The top was down, the sun was shining; Maddie was so glad to be back from se
eing her aunt, and she wanted to hear everything that had happened at the beach in her absence. They had stopped at Paradise for sundaes, and when they'd buried their cherries in the sand, they'd done it in honor of the homeless woman. Stevie had felt guilty for wasting food. Her sundae tasted like sawdust. When Emma saw her put the dish down, she leaned over and fed Stevie with her own spoon.

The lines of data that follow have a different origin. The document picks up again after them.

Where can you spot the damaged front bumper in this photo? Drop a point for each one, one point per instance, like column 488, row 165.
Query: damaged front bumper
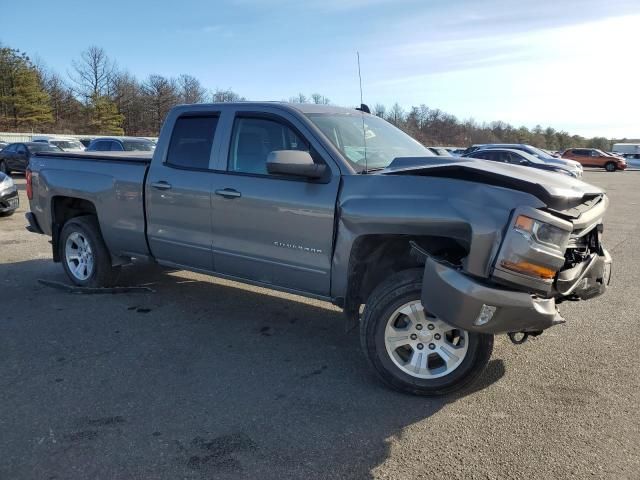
column 475, row 306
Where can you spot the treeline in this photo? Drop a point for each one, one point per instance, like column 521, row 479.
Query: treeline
column 97, row 97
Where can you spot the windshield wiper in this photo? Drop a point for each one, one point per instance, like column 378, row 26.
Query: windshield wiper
column 369, row 170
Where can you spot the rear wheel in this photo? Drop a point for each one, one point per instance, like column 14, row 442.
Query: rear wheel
column 85, row 257
column 411, row 349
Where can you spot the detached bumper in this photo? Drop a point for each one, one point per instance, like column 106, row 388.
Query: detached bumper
column 9, row 201
column 458, row 300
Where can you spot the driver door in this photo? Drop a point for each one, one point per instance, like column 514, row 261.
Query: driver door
column 273, row 229
column 20, row 159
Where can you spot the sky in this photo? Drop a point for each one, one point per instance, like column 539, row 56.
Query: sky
column 570, row 64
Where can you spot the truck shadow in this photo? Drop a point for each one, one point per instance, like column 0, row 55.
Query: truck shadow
column 235, row 381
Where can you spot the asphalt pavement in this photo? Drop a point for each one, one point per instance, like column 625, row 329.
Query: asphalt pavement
column 206, row 378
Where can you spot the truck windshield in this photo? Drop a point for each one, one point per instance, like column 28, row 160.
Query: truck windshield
column 383, row 141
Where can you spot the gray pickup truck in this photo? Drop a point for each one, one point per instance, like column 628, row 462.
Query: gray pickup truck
column 431, row 255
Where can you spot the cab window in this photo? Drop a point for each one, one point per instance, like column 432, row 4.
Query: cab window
column 254, row 138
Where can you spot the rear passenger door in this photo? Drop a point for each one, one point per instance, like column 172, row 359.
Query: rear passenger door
column 273, row 229
column 178, row 194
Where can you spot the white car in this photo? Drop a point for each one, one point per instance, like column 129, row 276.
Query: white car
column 67, row 144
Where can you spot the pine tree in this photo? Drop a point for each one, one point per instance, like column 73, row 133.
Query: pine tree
column 23, row 101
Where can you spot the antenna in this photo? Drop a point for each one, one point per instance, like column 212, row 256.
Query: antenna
column 364, row 132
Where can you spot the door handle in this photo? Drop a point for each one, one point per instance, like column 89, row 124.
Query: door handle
column 228, row 193
column 161, row 185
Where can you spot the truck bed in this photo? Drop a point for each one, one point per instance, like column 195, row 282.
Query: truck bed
column 136, row 157
column 113, row 182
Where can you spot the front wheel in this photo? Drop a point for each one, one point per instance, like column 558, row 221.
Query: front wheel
column 411, row 349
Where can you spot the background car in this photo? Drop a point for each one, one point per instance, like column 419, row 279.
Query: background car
column 455, row 151
column 592, row 157
column 9, row 200
column 536, row 152
column 440, row 151
column 67, row 144
column 121, row 144
column 518, row 157
column 15, row 156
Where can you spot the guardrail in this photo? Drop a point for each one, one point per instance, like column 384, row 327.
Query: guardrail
column 11, row 137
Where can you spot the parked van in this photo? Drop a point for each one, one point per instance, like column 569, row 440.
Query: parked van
column 592, row 157
column 624, row 148
column 67, row 144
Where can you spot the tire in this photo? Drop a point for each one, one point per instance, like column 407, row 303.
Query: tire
column 472, row 350
column 80, row 237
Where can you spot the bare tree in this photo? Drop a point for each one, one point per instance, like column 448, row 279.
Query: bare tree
column 300, row 98
column 396, row 114
column 228, row 95
column 161, row 94
column 190, row 89
column 94, row 74
column 380, row 110
column 319, row 99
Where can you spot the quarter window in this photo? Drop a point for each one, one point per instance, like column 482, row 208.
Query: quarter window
column 191, row 142
column 254, row 138
column 101, row 146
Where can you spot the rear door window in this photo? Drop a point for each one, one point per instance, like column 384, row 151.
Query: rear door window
column 254, row 138
column 191, row 142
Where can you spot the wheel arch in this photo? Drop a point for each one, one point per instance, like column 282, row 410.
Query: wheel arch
column 375, row 257
column 63, row 209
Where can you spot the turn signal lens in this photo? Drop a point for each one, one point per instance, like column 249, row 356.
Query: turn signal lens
column 530, row 269
column 524, row 223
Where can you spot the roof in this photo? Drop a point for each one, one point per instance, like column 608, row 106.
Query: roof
column 122, row 138
column 300, row 107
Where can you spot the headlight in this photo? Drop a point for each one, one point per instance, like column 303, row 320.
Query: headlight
column 6, row 184
column 543, row 233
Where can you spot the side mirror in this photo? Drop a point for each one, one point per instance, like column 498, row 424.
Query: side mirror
column 294, row 162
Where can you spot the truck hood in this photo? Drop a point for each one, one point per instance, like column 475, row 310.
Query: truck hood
column 556, row 190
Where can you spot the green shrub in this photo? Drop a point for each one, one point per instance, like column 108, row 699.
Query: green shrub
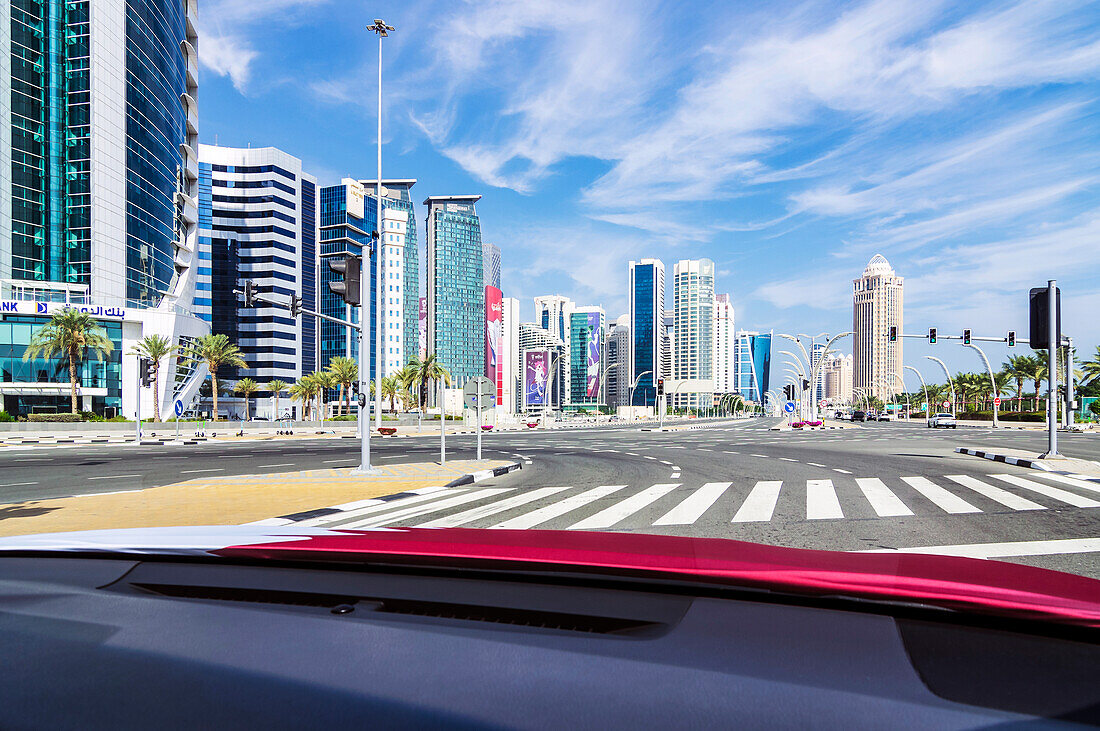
column 54, row 418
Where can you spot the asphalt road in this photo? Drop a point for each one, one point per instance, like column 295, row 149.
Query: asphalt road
column 879, row 486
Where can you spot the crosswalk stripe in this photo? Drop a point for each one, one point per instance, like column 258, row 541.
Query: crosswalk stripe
column 608, row 517
column 760, row 502
column 557, row 509
column 1085, row 485
column 694, row 506
column 491, row 509
column 886, row 504
column 821, row 500
column 996, row 494
column 416, row 511
column 948, row 501
column 1055, row 493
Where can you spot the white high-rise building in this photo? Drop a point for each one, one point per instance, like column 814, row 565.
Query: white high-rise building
column 693, row 349
column 877, row 306
column 725, row 346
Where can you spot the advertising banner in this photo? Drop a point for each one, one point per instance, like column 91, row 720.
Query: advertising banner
column 536, row 372
column 494, row 333
column 593, row 357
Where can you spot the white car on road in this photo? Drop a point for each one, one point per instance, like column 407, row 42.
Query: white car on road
column 945, row 420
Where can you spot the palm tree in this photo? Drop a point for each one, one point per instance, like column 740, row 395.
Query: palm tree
column 345, row 373
column 248, row 387
column 216, row 351
column 275, row 387
column 70, row 333
column 154, row 347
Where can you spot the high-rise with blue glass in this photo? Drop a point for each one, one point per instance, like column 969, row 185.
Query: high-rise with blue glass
column 647, row 329
column 455, row 286
column 98, row 187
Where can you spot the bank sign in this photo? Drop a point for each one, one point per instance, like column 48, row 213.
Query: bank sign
column 45, row 309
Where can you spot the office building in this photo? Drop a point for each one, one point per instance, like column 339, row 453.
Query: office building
column 491, row 265
column 587, row 355
column 98, row 192
column 257, row 222
column 455, row 286
column 618, row 354
column 725, row 346
column 754, row 365
column 877, row 306
column 647, row 356
column 693, row 344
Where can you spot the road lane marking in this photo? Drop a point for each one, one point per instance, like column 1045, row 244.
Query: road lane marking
column 694, row 506
column 996, row 494
column 822, row 502
column 626, row 508
column 760, row 504
column 1055, row 493
column 493, row 508
column 886, row 504
column 948, row 501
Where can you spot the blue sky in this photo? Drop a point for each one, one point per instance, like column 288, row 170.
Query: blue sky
column 787, row 141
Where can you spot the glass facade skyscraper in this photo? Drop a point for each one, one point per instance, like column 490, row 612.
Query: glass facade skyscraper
column 455, row 286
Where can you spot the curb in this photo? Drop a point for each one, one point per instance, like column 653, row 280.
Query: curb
column 321, row 512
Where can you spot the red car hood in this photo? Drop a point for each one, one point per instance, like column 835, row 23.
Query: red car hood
column 968, row 585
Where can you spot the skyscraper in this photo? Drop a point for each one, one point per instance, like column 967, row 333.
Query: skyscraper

“There, little birdy,” she said, gazing into Stevie's eyes, making sure she included a big taste of whipped cream as she put the plastic spoon into her mouth. “Enjoy the summer day.”
“But . . .”
“Enjoy the summer day,” Emma had repeated, with something dark in her eyes that Stevie had taken to mean that this was a lesson she had to learn. Why should happiness be so hard? Did girls who still had their mothers feel it much easier? Yet she couldn't block out the picture of Emma taking that ten-dollar bill from the shopping cart. . . .
Those memories were in Stevie's mind as she fed the baby crow.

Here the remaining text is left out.